A significant proportion of Hungarian companies are not aware of the environmental, social and governance (ESG) aspects they need to comply with, the biggest challenge for them is navigating the legislation and the lack of resources, according to an international survey published by Ernst&Young (EY).
EY examined the conditions of ethical operation in 2024 by interviewing a total of 5,464 employees and board members in 53 countries worldwide, including Hungary.
The survey revealed that 51% of Hungarian respondents have not even heard of ESG-related legislation or do not know its impact on their company's operations, which is worse than the Eastern European average of 40% and the global average of 35%.
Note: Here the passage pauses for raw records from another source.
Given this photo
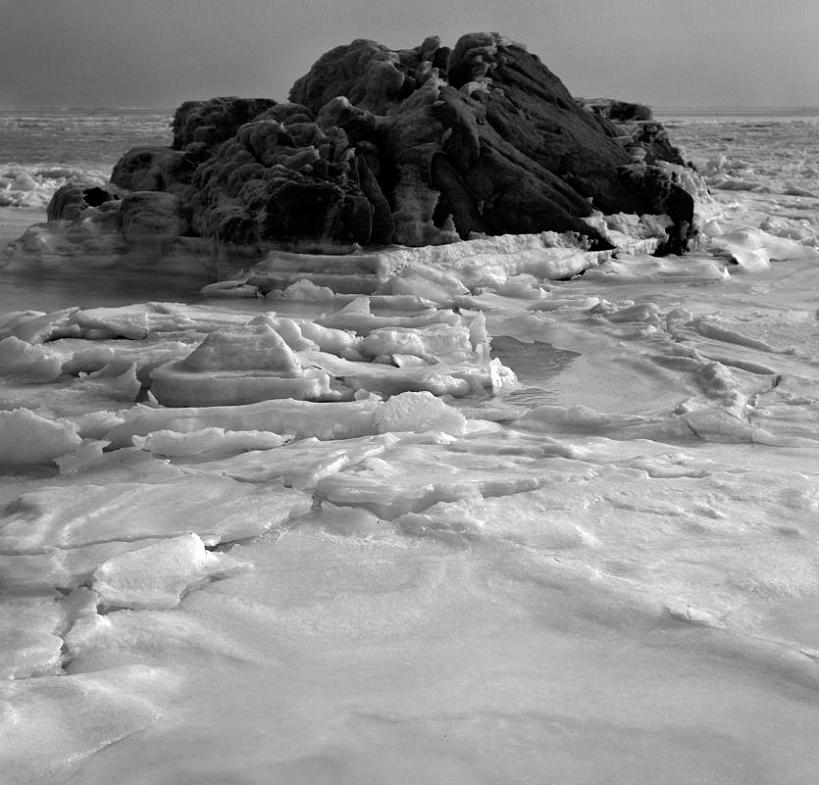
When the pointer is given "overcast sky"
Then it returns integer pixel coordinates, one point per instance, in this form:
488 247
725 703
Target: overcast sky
157 53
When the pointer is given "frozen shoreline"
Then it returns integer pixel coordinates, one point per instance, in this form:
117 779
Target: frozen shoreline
604 575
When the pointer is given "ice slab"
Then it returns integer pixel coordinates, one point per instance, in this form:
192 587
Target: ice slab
217 508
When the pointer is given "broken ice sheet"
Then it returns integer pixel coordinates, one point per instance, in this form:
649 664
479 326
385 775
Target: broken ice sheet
157 575
218 509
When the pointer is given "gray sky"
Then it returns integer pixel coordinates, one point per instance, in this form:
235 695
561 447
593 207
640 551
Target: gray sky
157 53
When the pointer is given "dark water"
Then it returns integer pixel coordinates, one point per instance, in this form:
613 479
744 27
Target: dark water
79 136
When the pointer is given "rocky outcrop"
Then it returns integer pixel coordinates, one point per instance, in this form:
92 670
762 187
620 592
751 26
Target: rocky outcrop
420 146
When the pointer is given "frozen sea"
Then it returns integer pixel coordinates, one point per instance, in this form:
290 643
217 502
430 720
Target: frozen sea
604 574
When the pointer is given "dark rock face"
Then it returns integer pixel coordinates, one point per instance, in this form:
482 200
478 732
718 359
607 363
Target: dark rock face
418 146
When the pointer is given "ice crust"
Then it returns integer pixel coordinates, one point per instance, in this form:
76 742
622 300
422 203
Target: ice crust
599 572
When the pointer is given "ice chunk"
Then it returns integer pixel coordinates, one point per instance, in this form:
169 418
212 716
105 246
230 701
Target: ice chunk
158 575
29 438
29 362
217 508
49 725
341 420
754 249
419 412
206 442
303 463
29 645
239 368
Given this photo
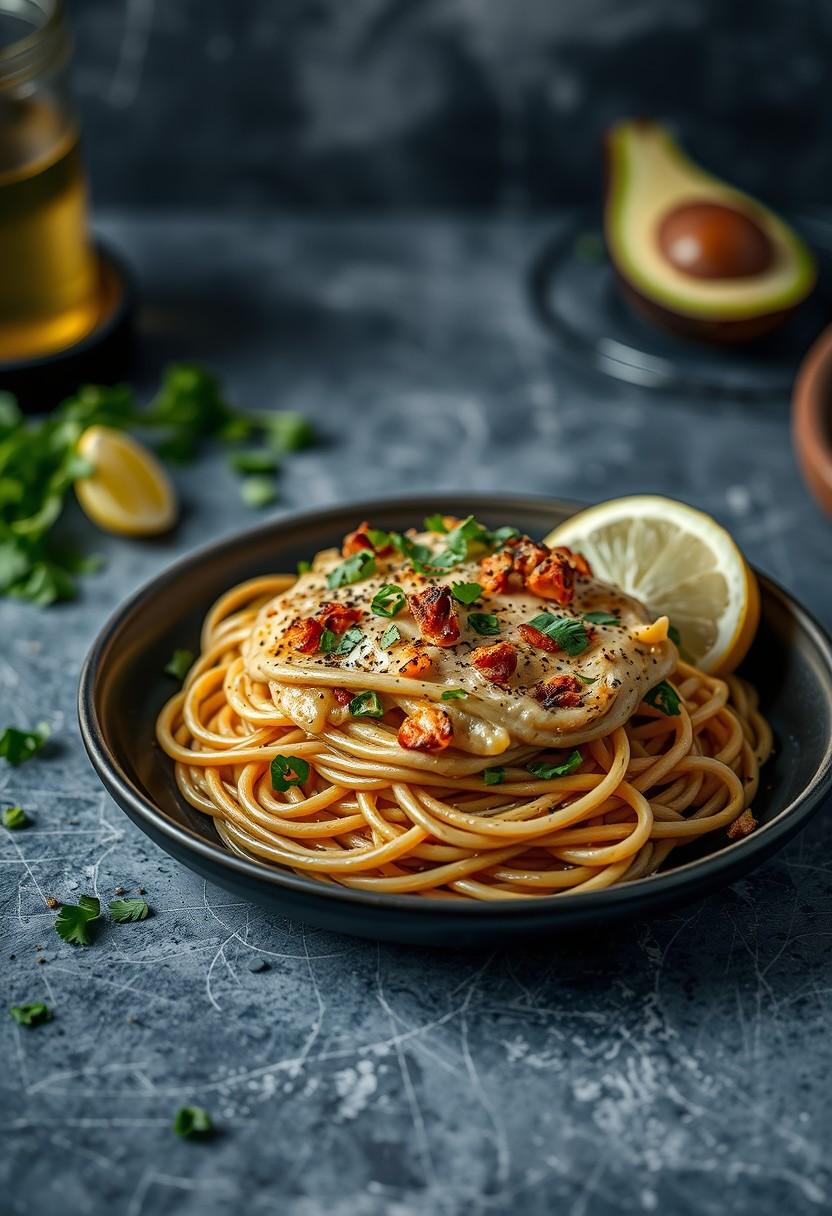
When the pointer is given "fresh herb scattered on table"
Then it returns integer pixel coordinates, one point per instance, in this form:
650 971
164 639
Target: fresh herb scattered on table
39 463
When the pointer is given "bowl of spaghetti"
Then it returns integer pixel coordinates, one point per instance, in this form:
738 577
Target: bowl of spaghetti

The publication quoted Ákos Lukács, partner in EY's Climate Change and Sustainability Services business, as saying that the results show that many Hungarian companies still do not understand the legal obligations they face in terms of sustainable operations, which are essential for companies to enforce and are also important for gaining investor confidence.
According to Ákos Lukács, the study also highlights the fact that domestic companies have not yet decided who is responsible for ESG compliance within their organization, although it is worth noting that the ESG law will oblige a number of companies to report their 2024 results as early as 2025.
Careful planning and development of sustainability reporting processes and high-quality reporting based on credible data will reduce the risk of fines and contribute to a company's reputation, thereby strengthening the trust of employees, regulators, customers and investors, EY said in a statement.